CONSIDERATIONS PEDAGOGIQUES
« En conclusion, et en revenant à nos neurones miroirs et à l’imitation, au sens que l’on a vu, nous pourrions les considérer comme des supports théoriques intéressants du point de vue pédagogique, en tant que voies de compréhension non verbales et analogiques plus qu’analytiques, justifiant le recours traditionnel au « montrer ». Dans ce mode de transmission, s’il est pratiqué avec respect et affection envers l’élève, c’est-à-dire dans le plus grand dénuement possible vis-à-vis de velléités égotistes, il est possible de communiquer non seulement un « patron postural » à apprendre, mais aussi déjà un pressentiment, riche de toutes ces qualités subtiles et irréductibles au concept, que les scientifiques connaissent sous le nom de qualia.
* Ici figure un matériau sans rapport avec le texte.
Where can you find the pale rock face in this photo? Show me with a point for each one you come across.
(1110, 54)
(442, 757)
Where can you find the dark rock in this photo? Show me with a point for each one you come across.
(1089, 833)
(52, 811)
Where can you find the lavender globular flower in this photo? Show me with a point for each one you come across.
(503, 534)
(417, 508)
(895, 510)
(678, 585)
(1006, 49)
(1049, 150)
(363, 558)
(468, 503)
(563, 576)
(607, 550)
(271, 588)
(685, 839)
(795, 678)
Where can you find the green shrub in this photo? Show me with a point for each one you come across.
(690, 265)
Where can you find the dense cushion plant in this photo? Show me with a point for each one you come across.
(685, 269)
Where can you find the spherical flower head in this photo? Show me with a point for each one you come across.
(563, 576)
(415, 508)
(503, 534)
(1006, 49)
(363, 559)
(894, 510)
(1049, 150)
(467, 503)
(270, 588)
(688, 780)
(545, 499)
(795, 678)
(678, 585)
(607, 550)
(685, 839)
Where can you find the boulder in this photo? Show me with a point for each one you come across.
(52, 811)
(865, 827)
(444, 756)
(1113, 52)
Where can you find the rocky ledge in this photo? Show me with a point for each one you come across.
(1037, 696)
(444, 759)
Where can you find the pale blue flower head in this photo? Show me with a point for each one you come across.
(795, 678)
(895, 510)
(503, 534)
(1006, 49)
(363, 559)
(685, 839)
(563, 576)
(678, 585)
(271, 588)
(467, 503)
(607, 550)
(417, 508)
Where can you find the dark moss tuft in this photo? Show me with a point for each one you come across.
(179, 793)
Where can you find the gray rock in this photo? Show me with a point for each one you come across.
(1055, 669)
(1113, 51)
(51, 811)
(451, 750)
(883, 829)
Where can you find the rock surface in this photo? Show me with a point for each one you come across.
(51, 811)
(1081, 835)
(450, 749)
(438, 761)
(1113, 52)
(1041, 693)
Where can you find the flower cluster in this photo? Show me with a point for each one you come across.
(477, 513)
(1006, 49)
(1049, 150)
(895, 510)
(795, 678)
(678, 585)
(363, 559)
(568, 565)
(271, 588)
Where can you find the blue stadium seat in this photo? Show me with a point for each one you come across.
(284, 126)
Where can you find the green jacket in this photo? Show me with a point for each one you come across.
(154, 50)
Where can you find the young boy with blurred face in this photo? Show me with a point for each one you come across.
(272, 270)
Il ne s’agira pas bien sûr pour l’enseignant, en tant que personne, de s’ériger en modèle ! mais de partager humblement l’esprit du yoga, tel que lui-même l’a « compris », au sein d’une chaîne ininterrompue de transmission qui nous l’a légué, depuis des millénaires, de génération en génération de yogis. »
Revue Française de Yoga, N°31, « Transmettre. », janvier 2005, pp.123-136.